Alex Brandon, Associated Press - Ap
WASHINGTON 3, Wild 2 (SO)
Up next: 6 p.m. Saturday at Carolina • TV: FSN (100.3-FM)
Wild's youngsters shine in shootout loss to Capitals
- Article by: Michael Russo
- Star Tribune
- November 8, 2013 - 7:05 AM
WASHINGTON, D.C. – The Wild suddenly has two legit scoring lines, and it’s in large part due to a pair of 21-year-olds.
Charlie Coyle’s return from a knee injury has fortified the Zach Parise-Mikko Koivu tandem, while Mikael Granlund continues to man the middle of the Wild’s most prolific line of late with Nino Niederreiter and Jason Pominville.
Thursday night at the Verizon Center, Coyle and Granlund both scored goals, but in the end the Wild had to settle for one point after the Washington Capitals rallied to take a 3-2 shootout win.
“We’ve got young kids in our lineup, and we’re counting on these guys,” coach Mike Yeo said. “Part of how good we can become is how good they can become. We’re giving them good opportunity and they’re responding.”

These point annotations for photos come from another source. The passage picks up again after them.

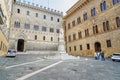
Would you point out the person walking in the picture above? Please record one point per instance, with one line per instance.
(102, 56)
(96, 56)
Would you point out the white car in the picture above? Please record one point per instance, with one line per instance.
(116, 57)
(11, 53)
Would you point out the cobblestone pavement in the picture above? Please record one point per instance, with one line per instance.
(33, 67)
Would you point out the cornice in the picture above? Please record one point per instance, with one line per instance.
(80, 4)
(37, 7)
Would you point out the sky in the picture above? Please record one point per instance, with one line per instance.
(60, 5)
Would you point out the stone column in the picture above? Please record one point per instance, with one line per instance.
(61, 46)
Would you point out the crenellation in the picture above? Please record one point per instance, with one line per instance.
(36, 6)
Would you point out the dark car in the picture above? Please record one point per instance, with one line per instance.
(116, 57)
(11, 53)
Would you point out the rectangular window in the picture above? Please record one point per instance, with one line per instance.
(51, 30)
(80, 47)
(73, 23)
(44, 29)
(36, 27)
(108, 43)
(88, 46)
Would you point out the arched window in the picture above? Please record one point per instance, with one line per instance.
(51, 38)
(35, 37)
(85, 16)
(118, 21)
(93, 12)
(104, 4)
(115, 1)
(107, 25)
(95, 29)
(17, 24)
(18, 10)
(43, 37)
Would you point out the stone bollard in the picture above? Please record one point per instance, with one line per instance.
(3, 73)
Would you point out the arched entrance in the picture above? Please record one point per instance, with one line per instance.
(20, 45)
(97, 46)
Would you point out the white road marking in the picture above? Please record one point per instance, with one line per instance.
(38, 71)
(23, 64)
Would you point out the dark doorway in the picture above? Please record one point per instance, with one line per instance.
(20, 45)
(97, 46)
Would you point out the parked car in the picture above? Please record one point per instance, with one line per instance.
(116, 57)
(11, 53)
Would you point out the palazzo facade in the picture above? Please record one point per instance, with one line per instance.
(91, 26)
(34, 28)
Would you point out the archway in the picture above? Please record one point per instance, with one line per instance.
(97, 46)
(20, 45)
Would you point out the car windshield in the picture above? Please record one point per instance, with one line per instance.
(9, 50)
(116, 54)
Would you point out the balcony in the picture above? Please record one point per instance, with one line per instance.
(3, 26)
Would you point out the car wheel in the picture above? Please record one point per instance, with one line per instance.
(113, 60)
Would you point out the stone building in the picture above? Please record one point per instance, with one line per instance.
(5, 13)
(91, 25)
(34, 28)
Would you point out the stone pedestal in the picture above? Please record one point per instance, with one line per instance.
(61, 46)
(3, 74)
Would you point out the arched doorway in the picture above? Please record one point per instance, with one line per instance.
(97, 46)
(20, 45)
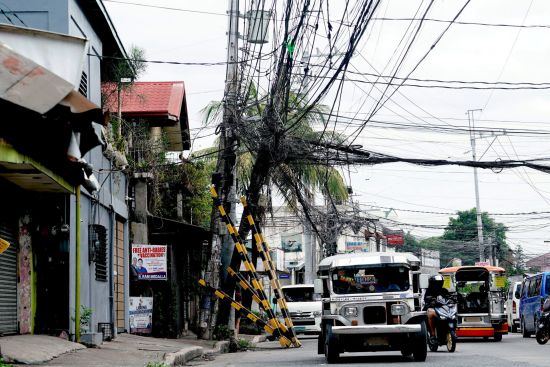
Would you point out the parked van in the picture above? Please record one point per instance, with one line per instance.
(304, 307)
(534, 290)
(512, 306)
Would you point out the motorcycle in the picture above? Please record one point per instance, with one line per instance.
(446, 322)
(543, 330)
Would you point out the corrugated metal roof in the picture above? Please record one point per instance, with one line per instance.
(161, 103)
(149, 99)
(368, 259)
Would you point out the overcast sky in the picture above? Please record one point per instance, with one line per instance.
(470, 53)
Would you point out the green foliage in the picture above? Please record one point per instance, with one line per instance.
(464, 228)
(132, 68)
(222, 332)
(239, 345)
(518, 266)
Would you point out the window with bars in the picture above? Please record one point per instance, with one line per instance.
(83, 87)
(98, 250)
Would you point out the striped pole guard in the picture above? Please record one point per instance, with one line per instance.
(256, 283)
(244, 312)
(263, 250)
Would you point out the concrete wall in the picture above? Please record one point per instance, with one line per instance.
(65, 16)
(49, 15)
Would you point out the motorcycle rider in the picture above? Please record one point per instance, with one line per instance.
(435, 289)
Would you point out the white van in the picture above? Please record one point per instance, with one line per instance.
(304, 307)
(512, 306)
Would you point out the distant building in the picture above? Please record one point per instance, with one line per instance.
(540, 263)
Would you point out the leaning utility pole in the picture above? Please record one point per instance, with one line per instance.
(478, 209)
(224, 177)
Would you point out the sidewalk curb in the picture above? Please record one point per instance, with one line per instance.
(259, 339)
(182, 356)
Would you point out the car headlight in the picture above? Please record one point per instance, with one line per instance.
(350, 311)
(398, 309)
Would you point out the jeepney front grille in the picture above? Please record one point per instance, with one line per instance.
(374, 315)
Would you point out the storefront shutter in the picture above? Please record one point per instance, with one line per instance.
(8, 282)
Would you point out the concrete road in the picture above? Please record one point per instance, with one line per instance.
(512, 351)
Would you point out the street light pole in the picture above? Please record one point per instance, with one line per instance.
(478, 209)
(224, 178)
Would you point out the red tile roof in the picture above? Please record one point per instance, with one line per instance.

In a game in which the Wild competed hard and controlled much of the 5-on-5 play, in a game in which Josh Harding was once again terrific, the Capitals scored the tying goal with 3 minutes, 8 seconds left. Marcus Johansson skated out of the corner and whipped a puck on net that banked in off Wild defenseman Nate Prosser as he tried to fend off Brooks Laich.
The Wild was furious because a few seconds before the goal, Capitals forward Tom Wilson got away with what Yeo called a “good, old-fashioned 1980s pick.”

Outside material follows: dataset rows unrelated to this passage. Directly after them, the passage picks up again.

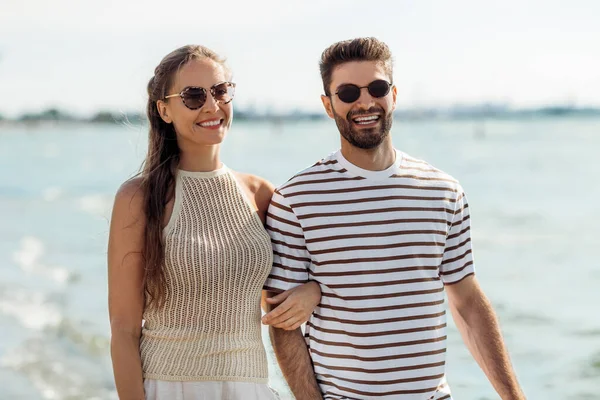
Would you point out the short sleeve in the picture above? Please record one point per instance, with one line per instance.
(457, 262)
(291, 260)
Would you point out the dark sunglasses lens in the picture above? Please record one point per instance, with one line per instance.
(223, 92)
(379, 88)
(194, 98)
(349, 93)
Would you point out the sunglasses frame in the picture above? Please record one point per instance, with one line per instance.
(211, 90)
(389, 88)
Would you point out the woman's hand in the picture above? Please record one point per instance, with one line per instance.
(293, 307)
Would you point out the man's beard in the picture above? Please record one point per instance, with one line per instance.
(365, 138)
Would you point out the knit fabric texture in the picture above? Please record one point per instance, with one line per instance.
(217, 257)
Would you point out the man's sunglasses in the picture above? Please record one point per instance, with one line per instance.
(194, 97)
(349, 92)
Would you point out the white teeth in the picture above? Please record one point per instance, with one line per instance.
(366, 119)
(210, 123)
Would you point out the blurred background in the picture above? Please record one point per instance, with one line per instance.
(504, 96)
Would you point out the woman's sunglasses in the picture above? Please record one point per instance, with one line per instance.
(194, 97)
(349, 92)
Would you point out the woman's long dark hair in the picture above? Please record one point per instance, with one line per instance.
(159, 168)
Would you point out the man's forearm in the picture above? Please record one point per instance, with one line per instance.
(294, 361)
(480, 330)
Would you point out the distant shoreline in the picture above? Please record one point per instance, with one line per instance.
(54, 115)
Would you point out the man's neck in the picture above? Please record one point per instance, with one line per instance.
(377, 159)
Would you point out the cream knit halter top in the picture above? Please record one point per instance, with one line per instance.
(217, 257)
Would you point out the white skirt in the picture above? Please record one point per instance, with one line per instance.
(207, 390)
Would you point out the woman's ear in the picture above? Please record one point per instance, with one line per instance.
(163, 111)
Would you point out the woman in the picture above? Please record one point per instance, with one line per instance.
(188, 253)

“That [pick] allowed [Johansson] to walk the puck wide open,” Zach Parise said. “Should have been a penalty.”
Martin Erat was tagged with an interference penalty with 58 seconds left in the third, but the Wild couldn’t beat Braden Holtby and Washington’s No. 1 penalty kill, which included 63 seconds of 4-on-3 in overtime.
Holtby was stellar, at one point denying Ryan Suter, who logged 36 minutes, 51 seconds (the most ice time in the NHL since San Jose’s Dan Boyle in 2008), with the knob of his stick. He executed several robberies and made 33 saves.

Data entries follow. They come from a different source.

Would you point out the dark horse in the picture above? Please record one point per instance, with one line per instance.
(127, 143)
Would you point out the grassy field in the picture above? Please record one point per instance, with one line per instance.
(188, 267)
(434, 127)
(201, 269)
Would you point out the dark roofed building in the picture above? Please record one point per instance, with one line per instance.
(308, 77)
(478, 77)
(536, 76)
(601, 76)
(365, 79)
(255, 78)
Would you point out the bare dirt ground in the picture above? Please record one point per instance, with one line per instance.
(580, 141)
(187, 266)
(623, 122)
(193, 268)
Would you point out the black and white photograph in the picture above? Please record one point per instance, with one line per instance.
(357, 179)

“I know him well from my days in the East, and he’s very good,” said Pominville, who had a game-high six shots. With 30 seconds left in regulation, Yeo had his “hands half in the air” before Holtby denied Pominville and Parise back-to-back.
In the shootout, Nicklas Backstrom scored the lone goal, while Pominville, Koivu and Coyle couldn’t beat Holtby. Parise, who had 32 career shootout goals, couldn’t partake because his right wrist was in pain from blocking Karl Alzner’s shot late in overtime.
The Wild, 6-1-1 in the past seven, saw its three-game winning streak end as it fell to 0-3 in shootouts. It is scoreless on seven attempts this season.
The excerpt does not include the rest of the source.